In October 2013, the United States Department of Labor issued proposed regulations drastically curtailing the scope of the “companion exemption” by, in part, providing that agencies which employ home companion workers may no longer avail themselves of the exemption and by redefining “companionship services.” In December 2014, the District Court for the District of Columbia held in Home Care Association of America, et al. v. Weil, that the DOL exceeded its rule-making authority in eliminating this FLSA exemption for home health workers employed by home care agencies, and vacated the rule.

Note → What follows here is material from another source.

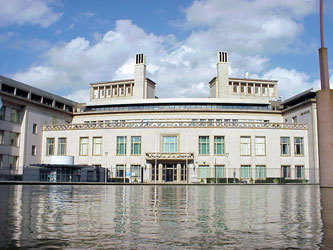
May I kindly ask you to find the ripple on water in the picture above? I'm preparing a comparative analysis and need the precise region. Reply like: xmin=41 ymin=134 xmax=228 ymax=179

It likewise vacated the new definition of “companionship services” in January 2015. However, in August 2015, the D.C. Circuit Court of Appeals reversed the lower court, holding that the new rules constituted a valid exercise of DOL’s rulemaking authority. The employer in Total Homecare Solutions, LLC, relying on the lower court’s vacatur of the regulations, allegedly did not pay overtime to its home healthcare employees during the interim eight month period between the trial court and appellate court decisions.
In granting Total Homecare Solutions’ motion to dismiss in Bangoy, the Court rejected plaintiffs’ “heads I win, tails you lose” argument that the defendant-employer should be held liable for overtime during the period of vacatur of the DOL rule. Any other conclusion, Judge Beckwith explained, would have placed the defendant-employer in an “untenable position.” The Court held that the vacatur of a federal rule renders it “a nullity and unenforceable” and stated that allowing plaintiffs to recover during the period of vacatur would have an “impermissible retroactive effect.” The Court also noted that DOL’s non-enforcement of the rule until 30 days after the D.C. Circuit’s decision upholding it “strongly suggests that the rule should not be given retroactive effect in cases between private parties” because public enforcement actions and actions for determining private rights should generally not be at variance.
The Total Homecare Solutions decision provides a strong defense for industry employers faced with FLSA litigation over the period prior to DOL’s enforcement the new rule. Note that the DOL has now taken the position that the rule is now effective, pending the Home Care Association of America’s petition for review by the U.S. Supreme Court.